Understanding Producers Versus Consumers

The server and UDF form a producer and consumer relationship when exchanging rows of data.

Production and consumption refer to table row data. The producer produces table rows; the consumer consumes table rows.

The server executes scalar and aggregate UDFs once for each matching row of a query. These UDFs consume input scalar parameters and produce, and return, a single scalar parameter. This data exchange occurs during the evaluate method using the get_value() and set_value() APIs.

However, scalar production and consumption is an inefficient method of data exchange if your UDF must produce or consume a table. Table UDFs that produce a table, and TPFs that consume a table, use the row block data structure of the v4 API. Row blocks allow for bulk row and column data exchange. The row block is populated by a producer, and read from by a consumer.

In this example, the table UDF my_table_udf() is a producer of data. SAP Sybase IQ, the server, is the consumer of the data:

SELECT * FROM my_table_udf()

In general, a table UDF is always a producer of data. The server, however, may not always be the consumer:

SELECT * FROM my_tpf( TABLE( SELECT * FROM my_table_udf() ) )

The outer TPF, my_tpf(), is the consumer for the table input parameter specified by SELECT * from my_table_udf(). SAP Sybase IQ is the consumer of the table produced by the my_tpf() TPF. A TPF, therefore, can be both a consumer and a producer.

The TPF does not have to consume from a table UDF. In this example, the TPF consumes the table data produced by the inner query, which is produced by the SAP Sybase IQ server:

SELECT * FROM my_tpf( TABLE( SELECT * FROM my_table where my_table.c1 < 10 ) )

In a TPF, therefore, SAP Sybase IQ can be both the consumer and producer of table data.

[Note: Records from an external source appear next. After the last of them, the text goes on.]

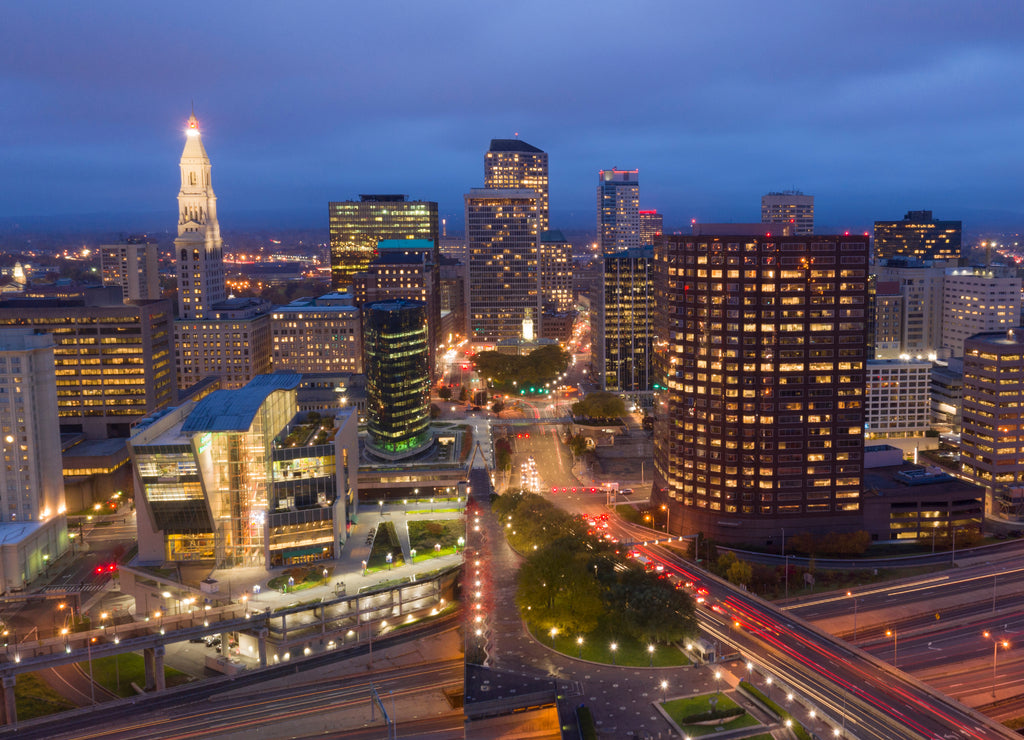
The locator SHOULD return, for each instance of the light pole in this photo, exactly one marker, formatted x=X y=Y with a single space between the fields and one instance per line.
x=996 y=644
x=892 y=634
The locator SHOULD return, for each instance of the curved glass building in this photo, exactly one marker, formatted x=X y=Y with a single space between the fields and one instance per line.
x=397 y=372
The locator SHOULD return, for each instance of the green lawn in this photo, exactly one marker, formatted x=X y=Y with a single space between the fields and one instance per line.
x=424 y=534
x=684 y=711
x=34 y=698
x=597 y=648
x=129 y=667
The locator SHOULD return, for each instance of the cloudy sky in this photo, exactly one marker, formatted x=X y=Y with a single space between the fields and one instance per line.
x=873 y=106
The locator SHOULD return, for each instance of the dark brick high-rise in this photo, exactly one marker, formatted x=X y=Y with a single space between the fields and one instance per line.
x=761 y=347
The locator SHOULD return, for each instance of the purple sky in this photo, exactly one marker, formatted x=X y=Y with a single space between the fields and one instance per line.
x=875 y=107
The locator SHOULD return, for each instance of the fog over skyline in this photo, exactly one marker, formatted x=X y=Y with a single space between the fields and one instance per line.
x=875 y=107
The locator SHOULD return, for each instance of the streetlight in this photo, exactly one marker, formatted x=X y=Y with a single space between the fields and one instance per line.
x=996 y=644
x=849 y=594
x=892 y=634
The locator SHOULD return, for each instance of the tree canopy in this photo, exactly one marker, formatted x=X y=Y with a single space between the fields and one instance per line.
x=599 y=404
x=531 y=371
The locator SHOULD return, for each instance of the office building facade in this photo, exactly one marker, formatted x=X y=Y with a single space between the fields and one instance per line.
x=309 y=337
x=623 y=325
x=617 y=210
x=133 y=266
x=243 y=479
x=33 y=522
x=918 y=235
x=357 y=227
x=898 y=401
x=512 y=164
x=992 y=431
x=761 y=351
x=397 y=377
x=502 y=235
x=790 y=207
x=115 y=360
x=556 y=271
x=651 y=226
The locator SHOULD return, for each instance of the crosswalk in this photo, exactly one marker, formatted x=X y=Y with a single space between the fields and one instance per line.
x=74 y=588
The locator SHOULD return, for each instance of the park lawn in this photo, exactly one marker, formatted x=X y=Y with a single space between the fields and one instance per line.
x=424 y=534
x=597 y=648
x=130 y=667
x=682 y=709
x=34 y=697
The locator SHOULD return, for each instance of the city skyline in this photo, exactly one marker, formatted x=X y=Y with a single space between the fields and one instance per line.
x=720 y=111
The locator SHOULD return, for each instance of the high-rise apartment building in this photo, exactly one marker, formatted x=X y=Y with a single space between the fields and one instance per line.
x=623 y=322
x=556 y=271
x=313 y=336
x=404 y=269
x=134 y=266
x=761 y=349
x=977 y=300
x=198 y=249
x=992 y=431
x=357 y=227
x=33 y=524
x=115 y=360
x=918 y=235
x=397 y=377
x=503 y=245
x=512 y=164
x=651 y=226
x=617 y=210
x=790 y=207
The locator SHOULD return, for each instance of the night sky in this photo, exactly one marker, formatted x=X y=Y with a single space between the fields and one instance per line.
x=875 y=107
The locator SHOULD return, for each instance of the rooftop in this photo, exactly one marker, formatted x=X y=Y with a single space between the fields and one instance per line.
x=513 y=145
x=233 y=410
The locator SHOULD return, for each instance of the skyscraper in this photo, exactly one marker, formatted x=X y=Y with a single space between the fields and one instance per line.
x=790 y=207
x=198 y=248
x=512 y=164
x=624 y=321
x=651 y=226
x=397 y=377
x=556 y=271
x=502 y=237
x=918 y=235
x=33 y=523
x=357 y=226
x=619 y=210
x=761 y=352
x=134 y=265
x=229 y=339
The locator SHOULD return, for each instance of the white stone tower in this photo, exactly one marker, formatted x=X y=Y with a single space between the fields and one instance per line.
x=198 y=248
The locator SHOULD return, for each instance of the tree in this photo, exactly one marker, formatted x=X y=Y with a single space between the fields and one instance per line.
x=599 y=404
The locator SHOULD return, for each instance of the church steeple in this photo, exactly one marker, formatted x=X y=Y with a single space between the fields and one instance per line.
x=198 y=248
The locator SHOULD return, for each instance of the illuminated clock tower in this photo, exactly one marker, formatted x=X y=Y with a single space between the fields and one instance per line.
x=198 y=248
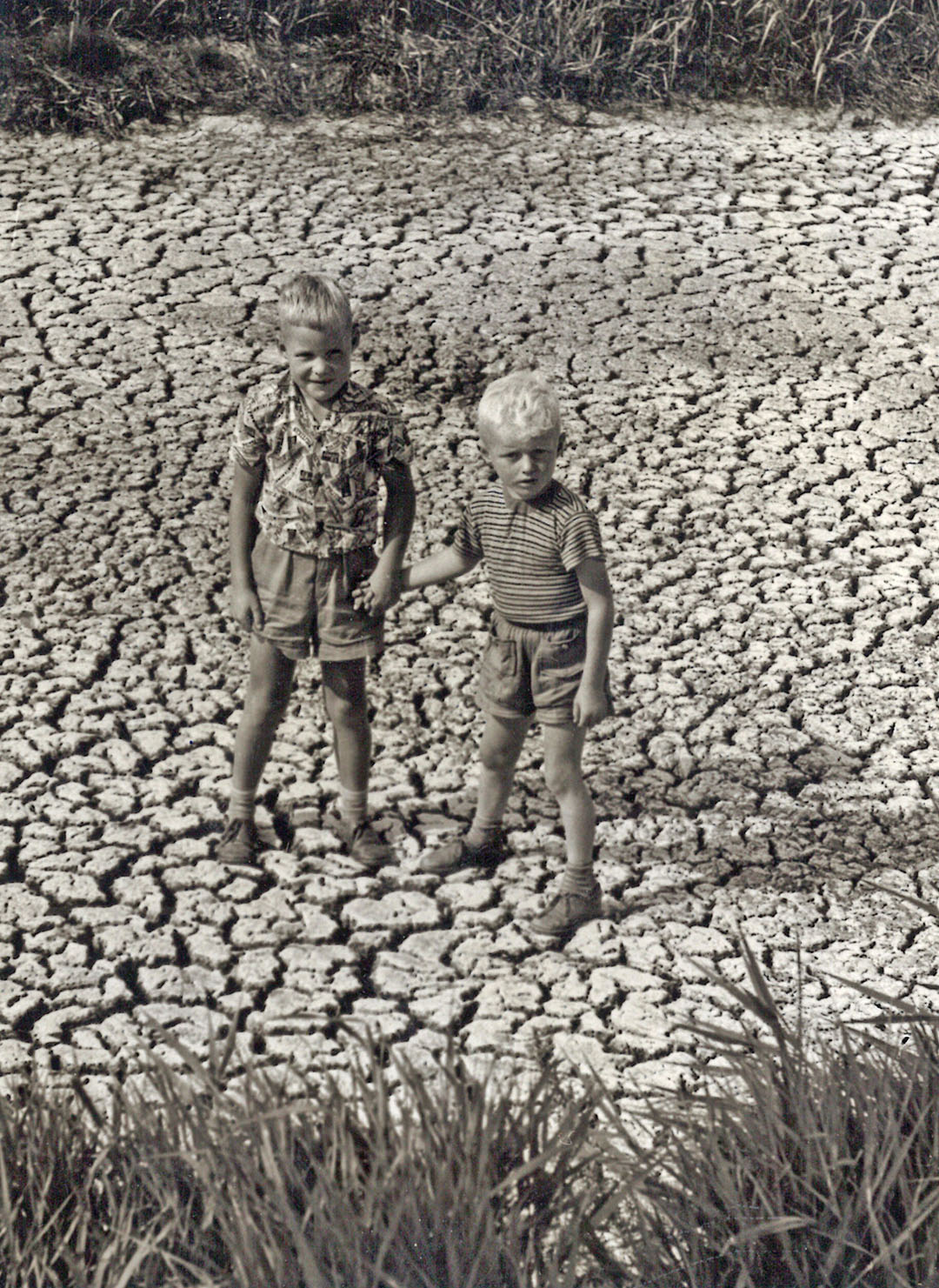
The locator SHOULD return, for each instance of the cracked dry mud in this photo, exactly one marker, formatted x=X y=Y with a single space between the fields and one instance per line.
x=740 y=310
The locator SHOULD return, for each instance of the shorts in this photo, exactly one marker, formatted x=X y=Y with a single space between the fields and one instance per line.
x=534 y=670
x=307 y=603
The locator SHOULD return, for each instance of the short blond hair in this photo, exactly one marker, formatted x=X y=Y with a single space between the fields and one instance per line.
x=521 y=401
x=315 y=300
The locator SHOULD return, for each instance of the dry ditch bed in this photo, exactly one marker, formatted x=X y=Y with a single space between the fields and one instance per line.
x=740 y=308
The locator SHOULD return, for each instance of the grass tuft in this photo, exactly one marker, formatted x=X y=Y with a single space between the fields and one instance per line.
x=387 y=1180
x=797 y=1165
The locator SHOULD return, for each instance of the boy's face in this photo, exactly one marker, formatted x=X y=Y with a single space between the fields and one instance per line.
x=320 y=358
x=523 y=458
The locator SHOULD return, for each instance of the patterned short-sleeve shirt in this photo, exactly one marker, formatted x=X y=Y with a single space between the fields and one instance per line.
x=531 y=551
x=320 y=493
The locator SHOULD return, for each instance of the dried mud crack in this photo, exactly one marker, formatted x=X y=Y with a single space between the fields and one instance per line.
x=740 y=310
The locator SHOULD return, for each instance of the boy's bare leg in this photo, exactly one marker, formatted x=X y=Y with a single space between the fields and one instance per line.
x=268 y=691
x=347 y=706
x=270 y=677
x=563 y=750
x=499 y=752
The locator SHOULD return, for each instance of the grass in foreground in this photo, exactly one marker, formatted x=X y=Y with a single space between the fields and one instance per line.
x=435 y=1184
x=99 y=64
x=794 y=1165
x=797 y=1166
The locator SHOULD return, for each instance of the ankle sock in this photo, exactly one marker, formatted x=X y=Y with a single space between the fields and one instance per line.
x=578 y=880
x=241 y=804
x=483 y=830
x=353 y=805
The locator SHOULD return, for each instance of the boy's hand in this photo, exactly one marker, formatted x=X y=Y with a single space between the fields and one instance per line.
x=590 y=706
x=377 y=593
x=246 y=608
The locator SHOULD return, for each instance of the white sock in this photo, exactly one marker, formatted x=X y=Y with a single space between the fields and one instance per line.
x=353 y=805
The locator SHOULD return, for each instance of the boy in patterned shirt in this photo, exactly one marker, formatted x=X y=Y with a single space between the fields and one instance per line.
x=553 y=624
x=308 y=452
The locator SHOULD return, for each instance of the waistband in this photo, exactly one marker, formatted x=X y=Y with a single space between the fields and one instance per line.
x=564 y=624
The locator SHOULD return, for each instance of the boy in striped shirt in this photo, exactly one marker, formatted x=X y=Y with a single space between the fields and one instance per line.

In the v4 API, a row block defines a memory area where data is produced to, and consumed from. In general, the layout of a row block conceptually matches the row and column format of the table; a row block consists of a number of rows, and each row consists of a number of columns. Either the producer or consumer must allocate the row block, and must also deallocate it when the time comes.

Rows and column have their own specific attributes that only apply to them. For example, rows have a status flag which indicates if the row is present or not. This flag lets a TPF change the row status without having to move the column data. Columns have a null mask that indicates if the data value is null or not. Row blocks also have some additional attributes: maximum number of rows, and current number of rows, for example. These row block attributes are useful when a UDF wants to create a row block to handle a large set of rows, but produce a smaller number of rows as required.

The process of consuming a row is handled via one of the two fetch APIs:

The fetch_into is called when the consumer allocates the row block and passes it to the producer. The producer is then requested to populate as many rows as possible, up to the maximum number of rows. The fetch_block is called when the consumer wants the producer to allocate the row block. Fetch_block is efficient if you are developing a TPF that filters rows of data. The server (consumer) allocates the row block and fetches from the TPF using the fetch_into API. The TPF can then pass the same row block to the input parameter using the fetch_block API.